While the SPX has been retesting overhead resistance big tech (e.g. MSFT, AAPL, AMZN, GOOGL, FB) continues to linger near recent support levels. That’s a bit surprising given that the NDX immediately surged higher on Tuesday. Whether or not we are looking at sector rotation again, this retest offers us a short term entry opportunity with very defined risk. Just the way we like it.
Let me give you quick 10,000 feet perspective first. A week or two ago I quipped that anything above SPX 3235 was gravy in that this threshold delineates our final hurdle which is the big opening gap we recorded on February 24th.

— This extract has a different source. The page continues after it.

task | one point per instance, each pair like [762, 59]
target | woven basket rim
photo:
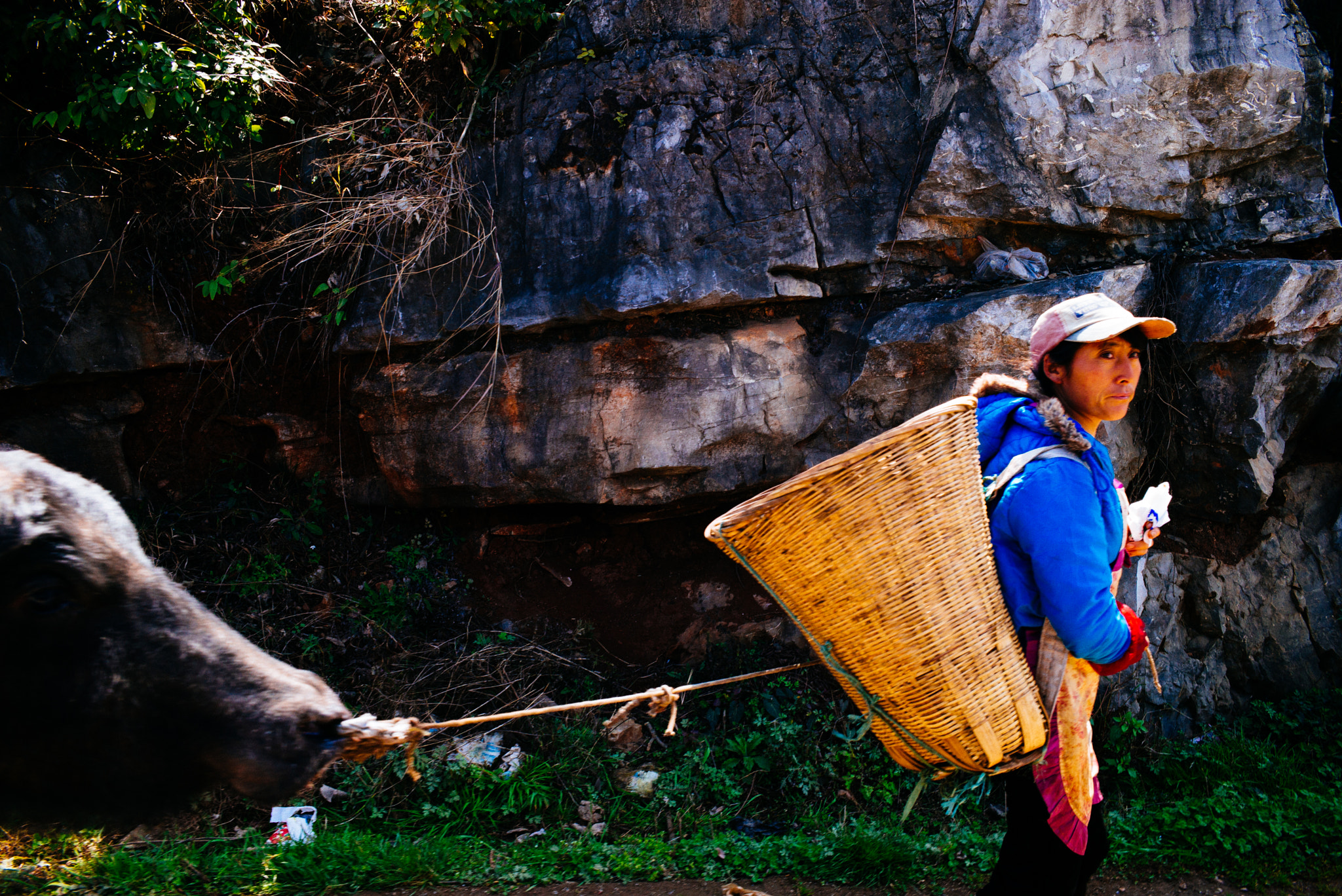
[804, 481]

It’s been a turbulent six months since that day and I have an inkling that the remainder of the year won’t be exactly tranquil either. In any case a push through SPX 3235 and above SPX 3330 puts us in earshot of our all time high at 3393.52. Failure here most likely drops us back toward SPX 3000 and possibly below. Since it’s summer I wouldn’t hazard making any directional predictions.
This is my own composite index comprised of the symbols I quoted in my intro. Since there are wide differences in price I’ve added an appropriate coefficient to each symbol to make sure everything is well balanced.
As you can see the current spike low is in the process of being retested and the outcome will most likely decide whether or not BT continues higher from here or if we are going to see a more thorough downside correction.
We are unable to trade my composite but what we can do is to assemble a mini portfolio by spreading our exposure across several symbols. In plain English – if you want to devote 1R to a long position in big tech than divide that amount by the number of issues you want to trade.
So let’s say your trading account commands roughly $100k and you decide to risk 2% on a bounce in BT. That’s $2,000 which you then divide by the number of issues you intent to buy. To bring the number of shares into alignment I suggest roughly the following distribution:
11 x FB
7 x AAPL
12 x MSFT
2 x GOOGL
1 x AMZN
Follow a similar approach if you are trading options.
Now just like your friendly neighborhood drug dealer I’ll give you the first one for free. GOOGL is painting a very interesting formation and if it breaches 1517.6 I’ll be long with an ISL < 1475.
Again with options we obviously do not use stops – our R size is the entire debit we risk. If you go that route I caution you against buying naked calls and instead propose you use an In/Out spread instead, which gets you some theta for free.
If nothing else any type of vertical spread will insulate you from vega squeeze would most likely occur should GOOGL shoot higher.